Cook has now responded with a filing that he captions
"Petitioner Reply to Memorandum Order of December 11, 2007," in which he candidly acknowledges the untimeliness of his filing and the fairness of this Court's adherence to the teaching in Day. But all that Cook advances in substantive terms are (1) the claimed existence of issues of constitutional merit and (2) an asserted absence of fault on his part because he "cannot, in all fairness be held at fault for delays by state courts or prisoner lock-downs." Because the first of those assertions is reachable only if the Petition survives in timeliness terms, this follow-up memorandum order focuses on Cook's second contention.
In that respect, nothing in the way that Section 2244(d) is structured creates problems for Cook because of any asserted state court delays. To the contrary, the calculation of the one-year limitation period under that statute is predicated solely on the petitioner's delays, for the limitations clock does not begin to tick until the state courts have completed their consideration and the time for seeking certiorari has run (see Section 2244(d)(1)(A)) and because tolling applies throughout any period during which the petitioner has a state post-conviction proceeding that is still pending (see Section 2244(d)(2)).
That leaves only Cook's assertion in Reply ¶1 that "there was numerious lock-downs at the prison and other issues that made it hard to file some papers, but, all were filed timely." That acknowledgment really torpedoes Cook's contention that he cannot be faulted for delays ascribable to such lockdowns--as Order at 3 pointed out, Cook had fully 8-1/2 months, once the Illinois Supreme Court had denied leave to appeal from the Illinois Appellate Court's adverse ruling as to state post-conviction relief, within which he could have filed his federal habeas Petition. Yet he let the matter go without a filing during that long period. No reference by Cook to sporadic lockdowns (rather than a continuous lockdown that would have precluded any filing) can save him from the operation of Section 2244(d)(1).

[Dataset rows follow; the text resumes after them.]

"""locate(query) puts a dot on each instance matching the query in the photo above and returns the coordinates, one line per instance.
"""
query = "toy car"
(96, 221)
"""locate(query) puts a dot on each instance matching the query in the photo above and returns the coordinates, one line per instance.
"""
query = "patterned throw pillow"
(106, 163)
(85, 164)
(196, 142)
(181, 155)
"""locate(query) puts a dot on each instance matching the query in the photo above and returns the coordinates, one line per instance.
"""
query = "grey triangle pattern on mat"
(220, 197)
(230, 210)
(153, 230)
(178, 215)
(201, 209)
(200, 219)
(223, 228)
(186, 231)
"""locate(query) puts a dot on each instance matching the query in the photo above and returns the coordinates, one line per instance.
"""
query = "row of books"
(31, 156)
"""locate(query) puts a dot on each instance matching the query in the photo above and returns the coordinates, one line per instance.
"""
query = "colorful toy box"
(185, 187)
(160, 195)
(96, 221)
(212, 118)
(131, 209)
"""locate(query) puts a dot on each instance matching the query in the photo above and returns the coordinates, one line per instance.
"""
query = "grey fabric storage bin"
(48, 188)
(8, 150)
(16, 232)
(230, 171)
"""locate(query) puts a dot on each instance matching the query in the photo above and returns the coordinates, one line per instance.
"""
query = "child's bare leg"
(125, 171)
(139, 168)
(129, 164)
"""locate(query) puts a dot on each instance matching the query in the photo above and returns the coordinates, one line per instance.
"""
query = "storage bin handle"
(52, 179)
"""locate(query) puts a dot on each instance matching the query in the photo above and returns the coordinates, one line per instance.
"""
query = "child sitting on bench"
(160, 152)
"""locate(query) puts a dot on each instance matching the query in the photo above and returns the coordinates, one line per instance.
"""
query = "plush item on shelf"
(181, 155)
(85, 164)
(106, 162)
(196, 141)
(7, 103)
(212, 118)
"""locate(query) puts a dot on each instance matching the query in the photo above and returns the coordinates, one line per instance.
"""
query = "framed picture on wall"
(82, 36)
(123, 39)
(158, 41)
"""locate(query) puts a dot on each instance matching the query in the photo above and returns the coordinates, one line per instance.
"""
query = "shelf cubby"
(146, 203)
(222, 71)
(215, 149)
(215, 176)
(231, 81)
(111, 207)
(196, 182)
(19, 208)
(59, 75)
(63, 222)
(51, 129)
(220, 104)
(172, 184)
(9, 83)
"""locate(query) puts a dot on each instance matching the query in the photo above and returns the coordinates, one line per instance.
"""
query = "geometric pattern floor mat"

Accordingly "it plainly appears from the petition and any attached exhibits that the petitioner is not entitled to relief in the district court" (Rule 4 of the Rules Governing Section 2254 Cases in the United States District Courts), and this Court therefore dismisses the Petition (id.). That calls for the denial on mootness grounds of Cook's earlier-filed motion seeking the appointment of counsel, and this Court so orders.